HDPE bottled calcium milk drinks rancid quality analysis

Investigation and Analysis:
1. Set up an investigation team in time to lead the quality supervision department;
2. In a timely manner to contact the market supervisory personnel of the market in which the product is located to conduct investigations on product symptomatic symptoms, product batches, and whether similar products have similar problems.
3. Track other market conditions for the same batch of products;
4. Conduct an internal investigation on the market situation, open the summary and processing meeting, and report to the superior department.
When observing individuals with problematic products, the following products were found to have rancidity, agglomeration in the bottle, acidification after opening, and odor.
According to the analysis, the reason of rancidity is mainly due to the malodor caused by the proliferation of microorganisms, along with the phenomenon of protein denaturation and coagulation, etc. Especially for milk beverage products, the nutrients are particularly abundant, which provides favorable conditions for the growth of microorganisms.

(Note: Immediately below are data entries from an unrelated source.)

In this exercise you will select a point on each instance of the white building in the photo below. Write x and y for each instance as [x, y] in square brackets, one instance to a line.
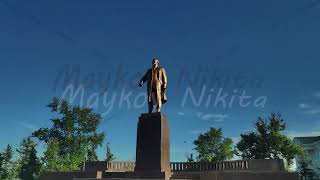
[311, 146]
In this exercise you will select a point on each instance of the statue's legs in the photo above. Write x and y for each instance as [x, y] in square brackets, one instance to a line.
[158, 96]
[150, 104]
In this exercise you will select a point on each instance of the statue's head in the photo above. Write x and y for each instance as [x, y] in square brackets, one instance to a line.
[155, 62]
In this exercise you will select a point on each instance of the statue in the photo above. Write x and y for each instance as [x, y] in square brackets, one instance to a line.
[157, 85]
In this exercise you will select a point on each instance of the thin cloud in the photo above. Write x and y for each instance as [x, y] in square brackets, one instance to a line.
[26, 125]
[304, 105]
[293, 134]
[212, 117]
[195, 131]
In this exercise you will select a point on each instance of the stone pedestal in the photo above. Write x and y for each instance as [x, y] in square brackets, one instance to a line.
[153, 147]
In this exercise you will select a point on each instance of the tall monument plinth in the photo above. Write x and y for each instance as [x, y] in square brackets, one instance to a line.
[153, 147]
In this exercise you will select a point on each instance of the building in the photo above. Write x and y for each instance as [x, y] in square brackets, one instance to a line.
[311, 146]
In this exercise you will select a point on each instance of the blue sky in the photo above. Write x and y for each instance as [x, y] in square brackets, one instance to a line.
[270, 45]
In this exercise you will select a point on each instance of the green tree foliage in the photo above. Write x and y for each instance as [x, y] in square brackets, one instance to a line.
[73, 137]
[212, 146]
[268, 142]
[29, 164]
[6, 164]
[109, 156]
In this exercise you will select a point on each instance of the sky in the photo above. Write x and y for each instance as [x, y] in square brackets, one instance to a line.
[264, 50]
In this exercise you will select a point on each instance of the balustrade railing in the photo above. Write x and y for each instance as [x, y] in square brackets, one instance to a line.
[118, 166]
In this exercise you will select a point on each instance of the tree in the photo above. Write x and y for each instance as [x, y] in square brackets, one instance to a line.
[212, 146]
[6, 164]
[268, 142]
[109, 156]
[73, 137]
[29, 164]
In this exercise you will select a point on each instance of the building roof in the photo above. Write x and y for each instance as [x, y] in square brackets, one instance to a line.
[307, 140]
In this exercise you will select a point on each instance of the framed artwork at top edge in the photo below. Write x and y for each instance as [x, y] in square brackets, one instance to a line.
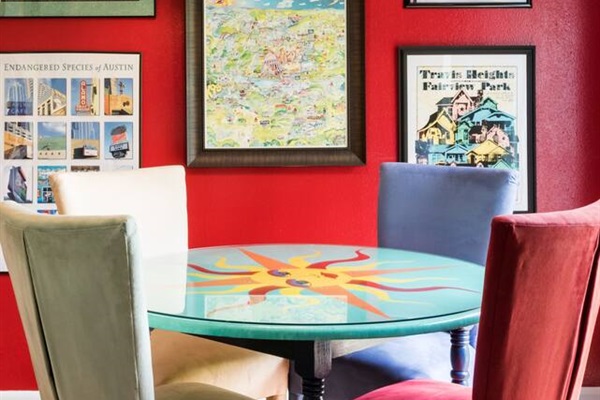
[65, 111]
[466, 3]
[273, 86]
[77, 8]
[470, 107]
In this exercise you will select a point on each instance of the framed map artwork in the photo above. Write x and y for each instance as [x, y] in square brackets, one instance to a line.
[275, 82]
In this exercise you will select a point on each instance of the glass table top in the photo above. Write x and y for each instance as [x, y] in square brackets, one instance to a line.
[312, 286]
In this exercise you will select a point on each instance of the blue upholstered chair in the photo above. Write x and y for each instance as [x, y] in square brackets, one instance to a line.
[78, 286]
[441, 210]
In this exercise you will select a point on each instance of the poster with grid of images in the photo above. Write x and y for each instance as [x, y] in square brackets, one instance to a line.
[61, 112]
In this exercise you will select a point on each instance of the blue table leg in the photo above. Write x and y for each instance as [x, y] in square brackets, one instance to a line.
[459, 355]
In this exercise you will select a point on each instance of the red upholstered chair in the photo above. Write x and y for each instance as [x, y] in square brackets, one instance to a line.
[540, 303]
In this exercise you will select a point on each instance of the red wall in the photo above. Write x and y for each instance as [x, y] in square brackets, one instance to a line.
[334, 204]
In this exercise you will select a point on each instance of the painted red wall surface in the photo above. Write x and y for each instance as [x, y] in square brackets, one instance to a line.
[334, 204]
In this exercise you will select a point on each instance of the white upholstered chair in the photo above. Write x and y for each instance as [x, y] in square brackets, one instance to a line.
[78, 289]
[156, 199]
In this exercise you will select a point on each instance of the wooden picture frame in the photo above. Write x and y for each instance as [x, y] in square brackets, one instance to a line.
[77, 8]
[470, 107]
[286, 87]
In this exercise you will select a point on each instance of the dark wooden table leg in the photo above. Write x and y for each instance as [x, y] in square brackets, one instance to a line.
[313, 364]
[459, 355]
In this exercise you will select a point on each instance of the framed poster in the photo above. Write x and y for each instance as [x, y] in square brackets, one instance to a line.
[275, 83]
[466, 3]
[65, 112]
[76, 8]
[470, 107]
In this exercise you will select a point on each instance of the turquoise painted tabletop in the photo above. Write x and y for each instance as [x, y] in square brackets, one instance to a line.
[310, 291]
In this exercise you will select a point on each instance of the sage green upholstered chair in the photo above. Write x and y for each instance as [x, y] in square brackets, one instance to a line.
[156, 198]
[80, 297]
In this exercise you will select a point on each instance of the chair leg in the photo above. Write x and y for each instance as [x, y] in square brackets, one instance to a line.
[277, 397]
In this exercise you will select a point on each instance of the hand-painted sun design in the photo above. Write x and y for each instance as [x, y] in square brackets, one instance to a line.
[336, 277]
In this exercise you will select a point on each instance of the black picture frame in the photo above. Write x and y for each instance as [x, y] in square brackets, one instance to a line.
[353, 152]
[470, 107]
[466, 3]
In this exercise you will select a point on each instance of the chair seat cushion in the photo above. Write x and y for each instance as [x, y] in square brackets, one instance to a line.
[425, 356]
[423, 389]
[201, 360]
[195, 391]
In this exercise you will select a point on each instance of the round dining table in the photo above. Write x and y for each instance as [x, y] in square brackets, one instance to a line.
[295, 300]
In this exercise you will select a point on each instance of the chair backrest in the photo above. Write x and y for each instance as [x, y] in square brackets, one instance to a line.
[78, 290]
[442, 210]
[540, 303]
[155, 197]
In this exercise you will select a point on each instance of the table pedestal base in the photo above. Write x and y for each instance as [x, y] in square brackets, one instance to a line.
[459, 355]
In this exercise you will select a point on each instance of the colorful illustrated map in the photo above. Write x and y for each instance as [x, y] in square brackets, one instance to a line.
[275, 74]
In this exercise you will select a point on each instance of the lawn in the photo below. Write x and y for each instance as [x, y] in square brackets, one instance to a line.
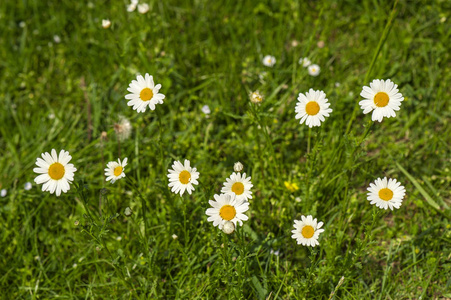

The following factors may cause rancidity:
1. The total number of bacteria in the raw materials and auxiliary materials is too high, or some microorganisms outside the scope of killing bacteria have failed to achieve the final sterilization effect under a certain sterilization capability, resulting in the proliferation of microorganisms and causing rancidity;
2. Ingredients and canning process, improper operation, resulting in secondary pollution of the process, resulting in increased microbial;
3. Is the sterilization capability normal and effective and meets the sterilization requirements?
4. Whether the packaging process causes damage to the product packaging, creating conditions for the entry of microorganisms;
5. Is the temperature and humidity of the storage process reasonable?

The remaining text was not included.